The limited applicability of the Daubert factors, however, does not relieve the Court of the duty to perform its gatekeeping function. First Tenn. Bank, 268 F.3d at 335. Other previously employed factors may be relevant, including whether the proposed expert's research and specialized knowledge was conducted for the purpose of the litigation or an independent purpose; whether the proposed expert has improperly extrapolated an unfounded conclusion from a generally accepted premise; whether the proposed expert has considered alternative explanations and conclusions; and whether the proposed expert has conducted the litigation analysis with the same level of "intellectual rigor" used outside the courtroom. Advisory Notes on 2000 Amendments, Fed. R. Evid. 702. No matter which factors are used, the key question remains the same: Does the expert possess "specialized knowledge" that will aid the trier of fact in determining a fact in issue, and is the proposed testimony the product of sufficient research that was conducted pursuant to reliable methods? ***
It is worth noting that all of the historical experts involved in this case are aware of the position of the party funding their research.

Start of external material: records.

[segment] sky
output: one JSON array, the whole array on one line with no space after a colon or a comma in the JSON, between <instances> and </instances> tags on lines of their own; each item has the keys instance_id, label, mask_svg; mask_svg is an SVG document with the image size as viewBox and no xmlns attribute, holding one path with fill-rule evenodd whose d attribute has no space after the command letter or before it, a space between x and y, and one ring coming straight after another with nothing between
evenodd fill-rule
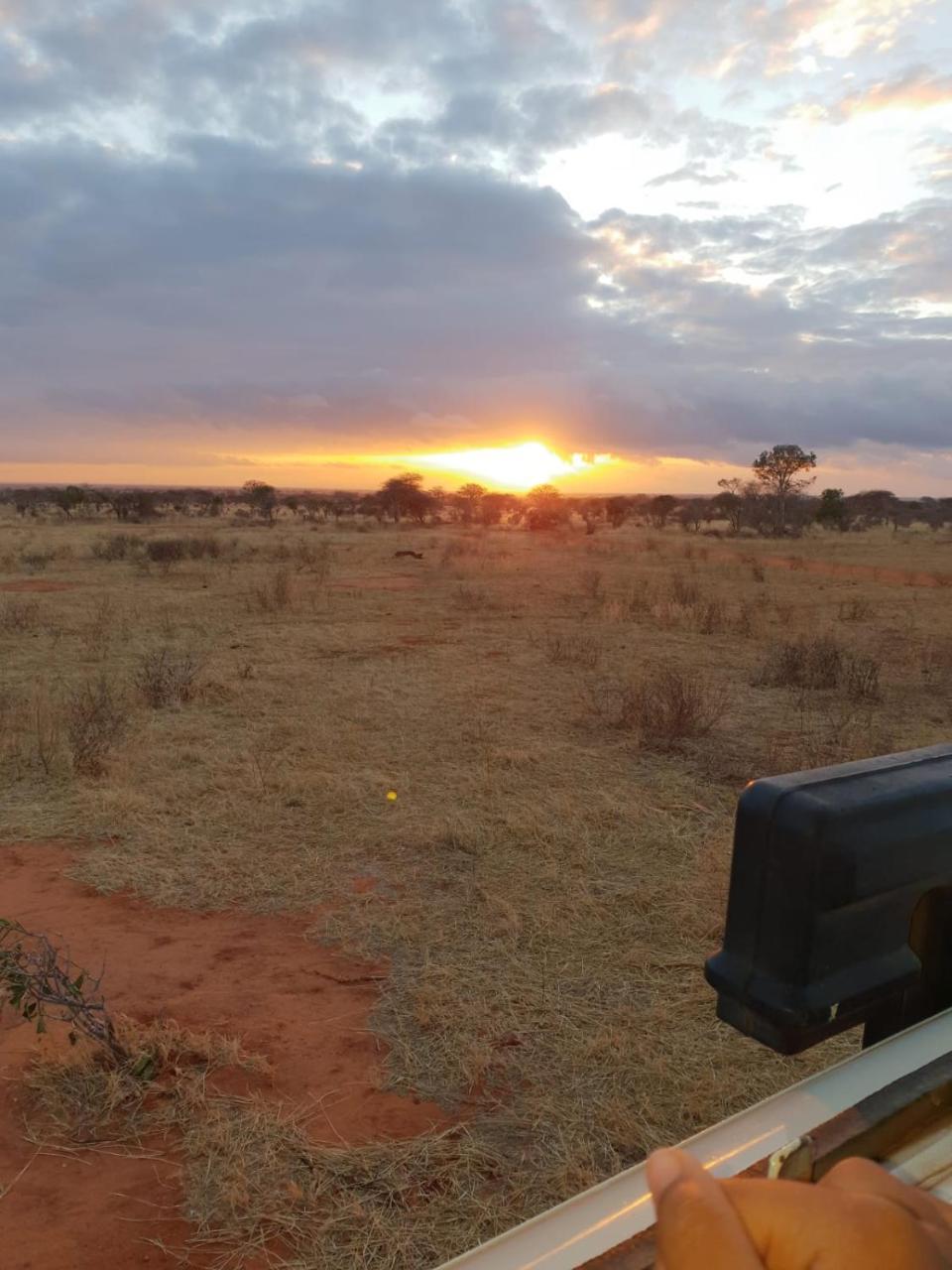
<instances>
[{"instance_id":1,"label":"sky","mask_svg":"<svg viewBox=\"0 0 952 1270\"><path fill-rule=\"evenodd\" d=\"M526 442L952 494L947 0L0 0L0 481Z\"/></svg>"}]
</instances>

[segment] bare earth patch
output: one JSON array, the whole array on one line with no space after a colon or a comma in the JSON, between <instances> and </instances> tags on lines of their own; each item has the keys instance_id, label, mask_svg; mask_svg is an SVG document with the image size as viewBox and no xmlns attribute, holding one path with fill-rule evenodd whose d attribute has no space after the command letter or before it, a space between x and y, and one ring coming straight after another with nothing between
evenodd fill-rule
<instances>
[{"instance_id":1,"label":"bare earth patch","mask_svg":"<svg viewBox=\"0 0 952 1270\"><path fill-rule=\"evenodd\" d=\"M264 1092L308 1111L308 1135L320 1143L406 1139L446 1125L435 1104L380 1087L386 1050L367 1017L385 965L308 941L303 918L157 909L98 895L65 876L72 859L62 843L0 847L0 913L62 940L91 972L105 966L103 989L116 1013L221 1030L268 1059L267 1073L226 1073L220 1080L237 1077L241 1088L222 1092ZM24 1140L17 1077L43 1044L51 1040L9 1011L0 1020L0 1195L11 1187L0 1204L5 1270L171 1265L145 1241L180 1246L188 1237L175 1149L159 1144L155 1158L133 1158Z\"/></svg>"},{"instance_id":2,"label":"bare earth patch","mask_svg":"<svg viewBox=\"0 0 952 1270\"><path fill-rule=\"evenodd\" d=\"M331 582L331 591L416 591L420 579L409 573L364 575L362 578L338 578Z\"/></svg>"},{"instance_id":3,"label":"bare earth patch","mask_svg":"<svg viewBox=\"0 0 952 1270\"><path fill-rule=\"evenodd\" d=\"M17 578L0 582L0 591L75 591L77 582L52 582L47 578Z\"/></svg>"}]
</instances>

Indeed, the "pressure" faced by historical experts when called on to prepare a report or offer testimony in support of litigation are immense. See Daniel A Farber, Adjudication of Things Past: Reflections on History as Evidence, 49 Hastings L.J. 1009, 1011-12 (1998). Use of historical experts in litigation requires scholars who are trained to seek answers through objective analysis into an arena where the answers come from comparing arguments made by opposing sides. See Maxine D. Goodman, Slipping Through the Gate: Trusting Daubert and Trial Procedures to Reveal the 'Pseudo-Historian' Expert Witness and to Enable the Reliable Historian Expert Witness--Troubling Lessons from Holocaust-Related Trials, 60 Baylor L. Rev. 824 (2008); Matthew J. Festa, Applying a Usable Past: The Use of History in Law, 38 Seton Hall L. Rev. 479 (2008); Jonathan D. Martin, Note, Historians at the Gate: Accommodating Expert Historical Testimony in Federal Courts, 78 N.Y.U.L. Rev. 1518 (2003). Nevertheless, the historical evidence provided is necessary to the resolution of this case, and the presence of bias and advocacy in an otherwise objective discipline will require careful analysis of the evidence provided by the experts, not exclusion. ***
The Court is cognizant of the important function it plays, pursuant to Rule 702, as the gatekeeper charged with admitting or excluding expert testimony based on a determination of whether the proffered testimony is both relevant and reliable. However, the fact that some experts retained by the parties may appear more reliable — based on their education, experience, research depth, and research methods — does not necessarily mean that the less reliable experts must be excluded. The question to be addressed at this stage is a threshold issue concerning which facts and opinions should even be considered by the finder of fact. ***
Legal scholars have suggested a variety of solutions to the problems associated with evaluating historical testimony, including the use of neutral, court-appointed experts; requiring the judge, or a special master, to evaluate the primary source data personally; and eliminating the "reliability" prong of the Daubert test. See Maxine D. Goodman, Slipping Through the Gate: Trusting Daubert and Trial Procedures to Reveal the 'Pseudo-Historian' Expert Witness and to Enable the Reliable Historian Expert Witness--Troubling Lessons from Holocaust-Related Trials, 60 Baylor L. Rev. 824, 861-73 (2008). Perhaps some of those solutions would provide for more nuanced and reliable historical testimony. In this case, however, a neutral expert was not requested or appointed, the demands of the Court's docket make independent primary-source research impracticable, and development of a new test for admissibility of historical testimony seems unnecessary. More importantly, the expert opinions provided, while perhaps flawed in some respects, are reasonably reliable and will be helpful in determining the ultimate issue in this case. Consequently, they are admissible under Rule 702, and will be considered and weighed appropriately.